Australia has long been known as the land of milk and honey to New Zealanders eager to build a life in a country with great job prospects and warm sunshine. In recent years, however, the tides have turned. So why are more Kiwis moving back to New Zealand and less moving to Australia?
It started in 2001 when the Howard Government implemented laws to limit and, in many cases, exclude Kiwis from housing, healthcare and unemployment benefits. New Zealanders who had moved to Australia in the last 14 years were affected by this law, regardless of how much tax they had paid. It became more difficult to make a life here with children of New Zealanders unable to receive student loans, citizenship much more difficult to attain.
For some people, the difficulty of becoming a permanent resident and an Australian citizen is a small pain point compared to the positives of making a life in Australia.
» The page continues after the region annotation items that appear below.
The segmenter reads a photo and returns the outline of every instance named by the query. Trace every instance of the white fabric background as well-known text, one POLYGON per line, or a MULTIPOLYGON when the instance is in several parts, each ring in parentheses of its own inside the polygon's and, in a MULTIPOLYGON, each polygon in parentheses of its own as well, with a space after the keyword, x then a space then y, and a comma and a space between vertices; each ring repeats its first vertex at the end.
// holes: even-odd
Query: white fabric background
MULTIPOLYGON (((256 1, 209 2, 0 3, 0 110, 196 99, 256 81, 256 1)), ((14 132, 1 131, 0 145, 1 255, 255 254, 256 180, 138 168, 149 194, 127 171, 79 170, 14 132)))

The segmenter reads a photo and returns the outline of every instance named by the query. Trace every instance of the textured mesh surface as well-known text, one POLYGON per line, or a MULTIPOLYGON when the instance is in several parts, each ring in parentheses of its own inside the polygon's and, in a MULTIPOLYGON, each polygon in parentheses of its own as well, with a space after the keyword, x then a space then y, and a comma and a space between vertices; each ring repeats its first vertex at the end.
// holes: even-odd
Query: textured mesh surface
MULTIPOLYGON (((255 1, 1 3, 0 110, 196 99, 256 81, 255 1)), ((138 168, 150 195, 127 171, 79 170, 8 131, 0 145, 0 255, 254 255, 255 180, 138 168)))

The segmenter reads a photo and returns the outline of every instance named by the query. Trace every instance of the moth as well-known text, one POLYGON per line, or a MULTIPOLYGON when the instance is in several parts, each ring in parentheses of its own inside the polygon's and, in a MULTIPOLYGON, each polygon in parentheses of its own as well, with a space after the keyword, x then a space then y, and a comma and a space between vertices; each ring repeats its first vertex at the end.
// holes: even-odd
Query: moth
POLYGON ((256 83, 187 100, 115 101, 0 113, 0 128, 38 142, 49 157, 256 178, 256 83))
Grace Harman, from Move To Australia, made the big move in 2007 to operate a film equipment hire business in Melbourne.
“The difficulty of becoming a permanent resident and then an Australian citizen is a bit frustrating, especially after you’ve been paying taxes here for 8 years! It’s always in the back of your mind that you don’t 100% belong in Australia and are therefore not eligible for any government help should you go through a rough patch. I can see why there are limits to social security to stop people rorting the system, but I think after 5+ years of paying taxes in Australia there should be some sort of pathway to citizenship for Kiwis, “ Grace said.
“For now though, that’s a minor complaint, and we still very much love the Melbourne lifestyle and opportunities available. Although we miss family and the New Zealand scenery, I can’t see us moving back to New Zealand anytime soon!”
“There is a GFC impact on migration figures in 2008-2012 period, that was strongly reinforced by the strength of the Australian economy and labour market compared to New Zealand. The 2013 figures represent the ongoing influence of these two factors but by 2014, the impacts of the GFC had receded. The New Zealand economy compared favourably on most criteria compared to Australia and, most importantly, the labour market was stronger and demand had increased.”
For 30 years, wages were almost 30% higher in Australia and jobs were plentiful, providing New Zealanders with a great opportunity to move to Australia and make money. The job market has changed dramatically – in New Zealand unemployment was at 5.8% in the December quarter last year compared to 6.1% (now increased to 6.2%) in Australia.
New Zealand is enjoying a plentiful job market and strong economic growth – for the first time in decades the Kiwi dollar is expected to be on par with the Australian dollar. This, along with the cutback of support and higher unemployment rate, is giving Kiwis less and less reasons to make a life here in Australia.
Although there has been a significant drop in the number of Kiwis moving to Australia, there are still those who are determined to make a life here.
“We are still getting a lot of enquiries from Kiwis moving to Australia for other reasons apart from chasing the biggest salary they can get. A lot of Kiwis we deal with are moving to Australia for a fresh start after relationship break-ups or other life problems. There are also plenty still moving over for the climate and lifestyle,” Grace said.
To put it into numbers – the net number of Kiwis moving to Australia has fallen from 33,652 in 2013 (53,067 Kiwis coming here and 19,425 returning) to 12,823 in 2014 (37,193 coming and 24,370 returning). This is the smallest net number of kiwis moving to Australia since 1992.
It’s not just Kiwis moving back to New Zealand, Australians are making the jump too. This group is made up of a variety of people – some are Australian-born children of New Zealanders coming home with their parents, others are middle and senior managers on temporary assignment to New Zealand and others have particular skills needed in New Zealand (e.g. the rebuilding of Christchurch after the terrible earthquake of 2011).
Paul Spoonley says that although the change is significant, the impact won’t be. The softening of the Australian labour market means that the negative implications will be limited, especially given that migration to Australia from other source countries remains strong.